Allow CSR in CM’s funds, Banerjee urges PM Modi
West Bengal chief minister Mamata Banerjee has urged Prime Minister Narendra Modi to treat contributions by business houses to the chief minister’s relief funds as money spent by companies on corporate social responsibility (CSR) activities, which would entitle the donors to claim tax breaks.
If the proposal is accepted by the Centre, the relief funds might attract larger contributions from companies based in their jurisdictions, enabling them to spend more money on social welfare and to finance relief efforts at times of natural calamities.
“The inclusion of contributions made to CM’s Relief Fund as one of the eligible activities under CSR will not only bring parity with the existing provision allowing CSR for PM’s National Relief Fund (PMNRF) but also go a long way in helping poor and needy in the state to get support,” Banerjee wrote in a letter to PM earlier this month. A copy of the letter was seen by HT. As of Friday, PMNRF had a balance of ₹2,875 crore.
CSR Rules came into effect on April 1, 2014, and require companies with a net worth of ₹500 crore or revenue of ₹1,000 crore or net profit of ₹5 crore to spend 2% of their average profit in the last three years on social development-related activities such as sanitation, education, healthcare and poverty alleviation, among others.

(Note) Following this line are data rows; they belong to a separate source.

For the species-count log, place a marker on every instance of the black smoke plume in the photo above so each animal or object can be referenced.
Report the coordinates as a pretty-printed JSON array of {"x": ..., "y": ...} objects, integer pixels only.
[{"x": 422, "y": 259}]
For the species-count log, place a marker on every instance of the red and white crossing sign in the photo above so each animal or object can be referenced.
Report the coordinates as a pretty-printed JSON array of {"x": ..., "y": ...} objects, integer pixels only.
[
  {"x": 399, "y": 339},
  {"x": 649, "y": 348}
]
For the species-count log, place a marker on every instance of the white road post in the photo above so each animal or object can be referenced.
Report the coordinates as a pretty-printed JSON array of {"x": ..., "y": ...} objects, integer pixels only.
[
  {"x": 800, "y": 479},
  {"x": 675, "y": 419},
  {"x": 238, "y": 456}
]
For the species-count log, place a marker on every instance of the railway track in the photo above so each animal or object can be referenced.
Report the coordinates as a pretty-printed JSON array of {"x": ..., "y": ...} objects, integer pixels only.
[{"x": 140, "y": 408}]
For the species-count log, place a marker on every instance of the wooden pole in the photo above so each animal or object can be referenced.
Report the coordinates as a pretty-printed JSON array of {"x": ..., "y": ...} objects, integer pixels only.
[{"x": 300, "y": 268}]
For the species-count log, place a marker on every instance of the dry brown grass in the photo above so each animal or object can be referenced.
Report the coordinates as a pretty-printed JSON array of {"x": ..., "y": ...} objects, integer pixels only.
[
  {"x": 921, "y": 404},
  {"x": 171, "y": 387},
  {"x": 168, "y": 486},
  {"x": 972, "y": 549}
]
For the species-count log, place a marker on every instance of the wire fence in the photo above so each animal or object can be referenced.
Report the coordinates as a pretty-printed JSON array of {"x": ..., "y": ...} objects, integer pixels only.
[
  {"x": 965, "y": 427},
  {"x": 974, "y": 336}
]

While many public sector companies directly take up projects to comply with rules, many others prefer to deposit the money in PMNRF to take advantage of the 100% tax incentive it offers, for the Centre to decide where and when to spend it.
The PMNRF was formed in 1948, when India’s first Prime Minister, Jawaharlal Nehru, set up the fund with public contributions to assist people displaced from Pakistan after Partition.
Fund money is spent on people affected by natural calamities, accidents and riots. The PM also releases money for expensive medical treatment of poor. The fund consists of public contributions, without any budgetary support. The government invests the corpus of PMNRF with scheduled commercial banks.
Banerjee, who had been at loggerheads with Centre over deduction of interest on loans taken by the previous Left government, argued that her “chief minister’s relief fund is always under financial stress as not much contribution is made by the corporations”.
Abhirup Sarkar, an economist with Kolkata-based Indian Statistical Institute, supported Banerjee’s argument.
“It is always desirable that the corporate money is spent near the area where it is established. When the money goes to PMNRF, a company would not know where it is spent,” he said.